Historic and Modern Architecture
Architecture, both new and old, defines city skylines and has a lasting impact on our perceived memory of a place. And while historic architecture has its own charm, it’s no secret that, at its best, modern architecture has the ability to be inspiring. Examples abound, including almost any building designed by figures such as Zaha Hadid, Rem Koolhaas, Santiago Calatrava, and Frank Gehry, among others. Their buildings, much like a force of nature, have the ability to transform a neighborhood (almost always for the better). Many refer to this as the Bilbao effect, a term coined after a Frank Gehry–designed Guggenheim museum helped turn around the Spanish city’s economy. Yet economic boost aside, what about when these modern marvels are built on or within the existing buildings themselves? While it’s not the norm, there are times when architects decide (mainly due to preservation) that instead of building around or in place of historic structures, it’s in fact better to build in or atop the original foundation. When these two worlds of old and new come together, the result can be awe-inspiring. From Zaha Hadid’s extension to the Port House in Belgium, which looks as if a spaceship were attached to a 19th-century building, to Daniel Libeskind’s beautiful clash of new and old with Canada's Royal Ontario Museum, AD lists the 14 best examples of when modern and historic architecture come together to produce something better than the sum of their parts.
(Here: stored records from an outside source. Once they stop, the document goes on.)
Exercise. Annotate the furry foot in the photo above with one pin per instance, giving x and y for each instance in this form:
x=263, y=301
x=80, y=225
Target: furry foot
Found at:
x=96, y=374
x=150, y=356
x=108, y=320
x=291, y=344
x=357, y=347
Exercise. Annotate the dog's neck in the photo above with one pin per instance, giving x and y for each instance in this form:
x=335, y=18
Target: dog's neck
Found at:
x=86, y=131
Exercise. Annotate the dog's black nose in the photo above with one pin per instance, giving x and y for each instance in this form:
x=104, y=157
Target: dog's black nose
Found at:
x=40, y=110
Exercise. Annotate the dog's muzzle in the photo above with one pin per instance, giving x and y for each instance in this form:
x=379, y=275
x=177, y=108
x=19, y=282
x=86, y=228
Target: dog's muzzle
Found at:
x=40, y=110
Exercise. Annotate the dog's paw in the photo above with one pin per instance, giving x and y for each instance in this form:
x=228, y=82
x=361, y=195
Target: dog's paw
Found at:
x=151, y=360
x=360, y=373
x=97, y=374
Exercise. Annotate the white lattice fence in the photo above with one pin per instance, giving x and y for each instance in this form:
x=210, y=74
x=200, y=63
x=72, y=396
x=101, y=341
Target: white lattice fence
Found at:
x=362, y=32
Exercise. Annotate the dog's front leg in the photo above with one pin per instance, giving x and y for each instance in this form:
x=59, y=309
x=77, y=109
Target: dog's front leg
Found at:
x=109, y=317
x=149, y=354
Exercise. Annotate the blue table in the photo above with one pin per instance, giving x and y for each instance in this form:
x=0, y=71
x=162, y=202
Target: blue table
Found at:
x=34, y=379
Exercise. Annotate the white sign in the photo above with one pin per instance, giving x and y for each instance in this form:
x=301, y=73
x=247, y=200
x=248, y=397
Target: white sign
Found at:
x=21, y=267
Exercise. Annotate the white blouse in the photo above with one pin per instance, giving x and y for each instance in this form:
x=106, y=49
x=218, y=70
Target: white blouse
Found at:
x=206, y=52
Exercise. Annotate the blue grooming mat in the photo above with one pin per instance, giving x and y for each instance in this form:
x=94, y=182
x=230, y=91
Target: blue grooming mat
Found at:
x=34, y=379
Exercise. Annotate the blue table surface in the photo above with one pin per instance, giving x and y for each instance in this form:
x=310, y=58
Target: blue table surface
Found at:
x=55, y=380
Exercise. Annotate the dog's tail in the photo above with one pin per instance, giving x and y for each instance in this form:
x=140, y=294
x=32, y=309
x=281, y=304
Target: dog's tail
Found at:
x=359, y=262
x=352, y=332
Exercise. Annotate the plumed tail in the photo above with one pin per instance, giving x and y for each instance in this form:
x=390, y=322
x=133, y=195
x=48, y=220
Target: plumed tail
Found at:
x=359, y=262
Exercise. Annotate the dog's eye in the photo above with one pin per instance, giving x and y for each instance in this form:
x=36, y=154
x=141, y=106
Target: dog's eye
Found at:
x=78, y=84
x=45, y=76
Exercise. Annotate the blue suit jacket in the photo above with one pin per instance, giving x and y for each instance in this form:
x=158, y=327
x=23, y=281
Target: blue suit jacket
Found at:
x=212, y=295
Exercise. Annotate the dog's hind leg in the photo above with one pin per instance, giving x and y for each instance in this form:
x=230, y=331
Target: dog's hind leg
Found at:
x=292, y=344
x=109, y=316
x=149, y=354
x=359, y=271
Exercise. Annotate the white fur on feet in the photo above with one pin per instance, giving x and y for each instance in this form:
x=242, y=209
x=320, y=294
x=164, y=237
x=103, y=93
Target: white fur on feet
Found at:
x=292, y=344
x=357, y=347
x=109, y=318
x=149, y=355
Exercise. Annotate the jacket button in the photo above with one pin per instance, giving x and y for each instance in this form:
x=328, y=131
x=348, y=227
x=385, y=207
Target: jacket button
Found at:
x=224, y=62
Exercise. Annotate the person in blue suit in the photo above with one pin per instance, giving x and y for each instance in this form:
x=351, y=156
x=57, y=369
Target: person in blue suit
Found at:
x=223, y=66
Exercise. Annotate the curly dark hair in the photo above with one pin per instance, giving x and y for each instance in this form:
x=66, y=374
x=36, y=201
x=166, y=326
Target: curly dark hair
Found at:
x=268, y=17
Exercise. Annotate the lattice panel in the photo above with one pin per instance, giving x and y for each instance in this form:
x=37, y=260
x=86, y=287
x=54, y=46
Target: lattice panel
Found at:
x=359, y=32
Brooklyn Museum (New York City)
With roughly 1.5 million works, the Brooklyn Museum houses New York’s second largest art collection (the Metropolitan Museum of Art holds the top spot). Completed in 1895, the Beaux-Arts building was designed by McKim, Mead and White. (Note: McKim, Mead and White was the same firm responsible for the design of the city’s original Pennsylvania Station, and the arch in Washington Square Park, among other structures.) In 2004. Designed by Ennead Architects (previously known as Polshek Partnership), the 15,000-square-foot pavilion provides a striking juxtaposition to the more traditional backdrop of the museum facade.